Theresa Breslin herself poses a series of questions for readers of this book on her website. These are some of them:
  • How do you react when the country is swept by war fever? Would you forge the date on your birth certificate and run away from home?
  • What if you don't believe in the senseless slaughter of young men in the name of politics and empire - what do you do when others label you a coward?
  • In a world where women have few rights... would you have the strength to use the opportunity of war to stretch your mind and grasp the possibilities that it opens up? Could you leave the safety of your family and challenge the way the world works?
  • How can love survive in the horrific conditions of loss and bereavement that a world war results in? 
This review in Publishers weekly says the book "starts slowly but ultimately packs a wallop." Another review on the blog Not acting my age (books written for teens) describes it as "a lively way to view a world of nearly a century ago" but wonders if it is more of an adventure story than a truly YA book as (this blogger feels) the characters don't undergo much emotional growth. 

Author’s website
I didn’t know anything about Theresa Breslin before, but her website says she was born and brought up in a small town in Scotland, worked as a mobile librarian, has written over 30 books for children and young adults and won the Carnegie Medal for Whispers in the graveyard (1994) about a dyslexic boy. You can read an interview with her here. I like the bit where she says the most important quality for a writer is "tenacity".

She has said about this book:
"At this time of a new century I thought it was important to write this book. I wanted to show the many and complex aspects of war. The soldier who firmly believes he is doing his duty and is prepared to sacrifice his life to protect his family. The soldier, disillusioned, who feels his very soul is being corrupted by contact with militarism. The girls who went to nurse, wanting to help the war effort or looking for adventure, and finding in some cases a self-fulfilment they never would have had if the war had not occurred. And… the terrible grief of those left behind."
She also has a page that I found very interesting on the research she carried out in libraries, archives, museums, newspapers and private family papers, and in her own visits to the battle sites in France and Belgium. 
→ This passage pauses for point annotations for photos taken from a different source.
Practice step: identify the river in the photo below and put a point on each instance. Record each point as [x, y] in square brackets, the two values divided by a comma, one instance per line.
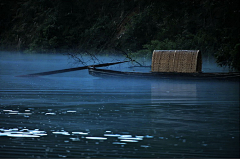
[76, 115]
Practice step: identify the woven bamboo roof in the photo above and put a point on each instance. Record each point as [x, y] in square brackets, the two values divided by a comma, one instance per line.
[185, 61]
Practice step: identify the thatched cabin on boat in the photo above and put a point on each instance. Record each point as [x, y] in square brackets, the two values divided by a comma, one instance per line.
[184, 61]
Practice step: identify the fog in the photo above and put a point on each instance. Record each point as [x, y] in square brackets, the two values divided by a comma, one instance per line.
[74, 114]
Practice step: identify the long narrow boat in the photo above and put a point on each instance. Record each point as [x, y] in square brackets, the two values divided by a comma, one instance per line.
[105, 73]
[170, 64]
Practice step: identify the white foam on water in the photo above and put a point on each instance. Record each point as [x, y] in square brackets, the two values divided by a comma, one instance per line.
[129, 140]
[119, 143]
[79, 133]
[96, 138]
[61, 133]
[21, 135]
[71, 111]
[112, 135]
[50, 113]
[7, 110]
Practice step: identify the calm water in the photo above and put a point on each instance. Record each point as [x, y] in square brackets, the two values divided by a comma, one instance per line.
[76, 115]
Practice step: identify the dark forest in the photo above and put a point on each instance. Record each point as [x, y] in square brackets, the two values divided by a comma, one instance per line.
[135, 27]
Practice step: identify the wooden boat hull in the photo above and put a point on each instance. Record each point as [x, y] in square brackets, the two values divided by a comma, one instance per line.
[104, 73]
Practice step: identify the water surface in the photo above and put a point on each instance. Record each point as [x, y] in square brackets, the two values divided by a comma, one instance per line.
[76, 115]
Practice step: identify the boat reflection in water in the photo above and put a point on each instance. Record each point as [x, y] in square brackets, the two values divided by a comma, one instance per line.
[77, 115]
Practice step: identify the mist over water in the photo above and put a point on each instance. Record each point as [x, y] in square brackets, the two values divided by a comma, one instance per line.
[77, 115]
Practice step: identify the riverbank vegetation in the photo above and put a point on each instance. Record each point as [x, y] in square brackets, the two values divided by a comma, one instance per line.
[133, 27]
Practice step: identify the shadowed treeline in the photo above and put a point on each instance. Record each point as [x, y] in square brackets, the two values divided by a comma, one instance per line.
[136, 27]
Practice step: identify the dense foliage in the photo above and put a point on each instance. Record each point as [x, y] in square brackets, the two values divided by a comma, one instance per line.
[133, 26]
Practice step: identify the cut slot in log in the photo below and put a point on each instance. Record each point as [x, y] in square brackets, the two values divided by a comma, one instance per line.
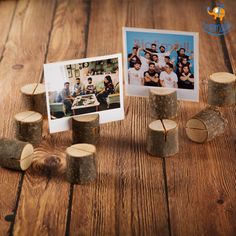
[15, 154]
[206, 125]
[35, 96]
[163, 103]
[81, 165]
[162, 138]
[29, 127]
[222, 89]
[85, 129]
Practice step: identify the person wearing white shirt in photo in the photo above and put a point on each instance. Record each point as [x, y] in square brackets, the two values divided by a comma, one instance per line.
[161, 55]
[168, 78]
[158, 66]
[144, 60]
[135, 74]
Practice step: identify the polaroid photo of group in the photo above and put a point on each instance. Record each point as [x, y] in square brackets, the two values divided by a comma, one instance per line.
[152, 58]
[161, 59]
[84, 86]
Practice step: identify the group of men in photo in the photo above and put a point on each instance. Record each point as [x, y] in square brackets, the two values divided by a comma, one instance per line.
[156, 68]
[67, 96]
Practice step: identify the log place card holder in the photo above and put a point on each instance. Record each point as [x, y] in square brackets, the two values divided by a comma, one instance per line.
[162, 134]
[210, 122]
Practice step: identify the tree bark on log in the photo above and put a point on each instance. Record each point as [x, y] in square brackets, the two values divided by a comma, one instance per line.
[15, 154]
[222, 89]
[35, 97]
[163, 103]
[29, 127]
[85, 129]
[81, 167]
[162, 138]
[206, 125]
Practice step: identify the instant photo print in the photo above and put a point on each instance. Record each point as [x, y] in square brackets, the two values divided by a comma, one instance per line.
[84, 86]
[161, 59]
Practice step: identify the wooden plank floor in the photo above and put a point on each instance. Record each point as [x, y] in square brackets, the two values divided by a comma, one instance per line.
[192, 193]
Other books you might like:
The role of women in World War One, and the impact that war had on them,was undervalued or unacknowledged for a long time, so it's good to see books like this. Jackie French is another author who has tackled the topic in A rose for the Anzac boys (Harper Collins, 2008). 

Things I didn’t know
I knew that letters from the Front could be censored, and soldiers would try to find ways around the censorship to hint at their whereabouts - perhaps using some kind of riddle, or a phrase that might mean something to the recipient, but I didn't know about the codes they used. At one stage, Francis sends a letter to Maggie which she doesn't fully understand until Alex explains it to her, saying “lots of soldiers send coded messages in their letters. They sometimes use it to tell their families know whereabouts in France they are.” The code might be a nonsense phrase, or words that don’t make sense in the context of their surroundings. For example, “nineteen shillings and nine pence, or rather not” would indicate a word that was 19 lines down and 9 words across. 
Theresa Breslin says in the notes on her research that she found out about this when she was "privileged to be allowed to read through some family papers which contained letters from a young soldier who was killed on the Somme." 

I'd never heard of The Bantams (the battalion that young Alex hopes to join.) At the start of the war, the minimum height requirement for volunteers was 5 ft 3 inches, but many men who were shorter than that still wanted to join up. You can read about them here and here, and this site describes the Canadian Bantams. This 25 second, silent newsreel clip from British Pathé shows a military review of the Bantam Battalion, including (as the notes explain) one "extremely short soldier".